A sandy beach is the ideal spot for relaxing in the sun, sipping a cold drink and reading a book.
There are seagulls about, but otherwise it looks like a beautiful but lifeless habitat. Yet look for clues on the surface at low tide and you may find some interesting fellows hiding in wet sand, where they are protected from drying out.
On some beaches you find large worm casts, each about six to ten centimetres from a small circular depression in the sand. The worm cast marks the rear end of a lugworm in its U-shaped burrow, and the depression marks where the head is eating sand.
Collect some sand from this area, digging to about 30 cm depth; now collect another sand sample from an area without lugworms. Put each sand sample into a tall plastic water bottle and add seawater; shake each bottle, then allow the sand to settle.
You should see layers of sediments arranged according to particle size; the largest sand particles are on the bottom, and light organic matter is at the top. Compare the layers in your 2 bottles. Which bottle contains the most organic matter? Suggest why lugworms are common in one part of the beach, but not in another.
Molluscs such as cockles, tellin and razor shells hide in wet sand; dig in the sand to look for them, or collect their empty shells.
Higher up the beach on the strand line, there is dead seaweed, driftwood and litter. Disturb the seaweed and sand and you may see jumping sandhoppers - small shrimp-like crustaceans that eat rotting seaweed.
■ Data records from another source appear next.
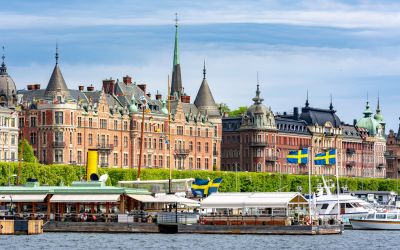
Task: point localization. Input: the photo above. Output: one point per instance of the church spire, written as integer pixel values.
(176, 83)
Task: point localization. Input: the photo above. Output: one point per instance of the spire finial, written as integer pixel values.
(204, 69)
(307, 103)
(56, 52)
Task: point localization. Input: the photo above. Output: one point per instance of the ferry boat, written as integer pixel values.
(326, 204)
(378, 221)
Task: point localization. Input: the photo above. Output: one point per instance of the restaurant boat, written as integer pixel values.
(378, 221)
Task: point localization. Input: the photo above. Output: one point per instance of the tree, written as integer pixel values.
(28, 155)
(238, 112)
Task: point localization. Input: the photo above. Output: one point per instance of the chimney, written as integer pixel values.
(296, 113)
(90, 88)
(108, 86)
(127, 80)
(142, 87)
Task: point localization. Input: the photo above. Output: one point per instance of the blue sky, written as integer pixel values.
(343, 48)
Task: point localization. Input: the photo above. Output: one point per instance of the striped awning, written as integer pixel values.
(22, 197)
(74, 198)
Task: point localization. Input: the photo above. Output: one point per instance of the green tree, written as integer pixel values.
(28, 155)
(238, 112)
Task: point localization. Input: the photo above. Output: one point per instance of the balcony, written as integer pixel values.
(261, 144)
(350, 151)
(182, 152)
(350, 164)
(58, 144)
(104, 147)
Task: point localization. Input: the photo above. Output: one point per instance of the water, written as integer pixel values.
(348, 240)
Animals in the sand are part of the food web of a sandy shore. Birds, turnstones, rock pipits and sandpipers hunt for sandhoppers on the strand line.
Look for clues that indicate which predators ate the inhabitants of your seashells.
Small round holes in tellin shells were bored by necklace shells - predatory snails that scrape out and eat tellin alive. Cockleshells with large jagged-edged holes were smashed by the stout beaks of oystercatchers. So a sandy beach is not always a lifeless habitat; on the contrary there may be a varied community of animals there, providing food for fish, sea birds, and humans.
Lugworms digest rotting organic matter from dead animals and seaweed, which is mixed with sand and mud. They cannot feed in ‘clean’ sand.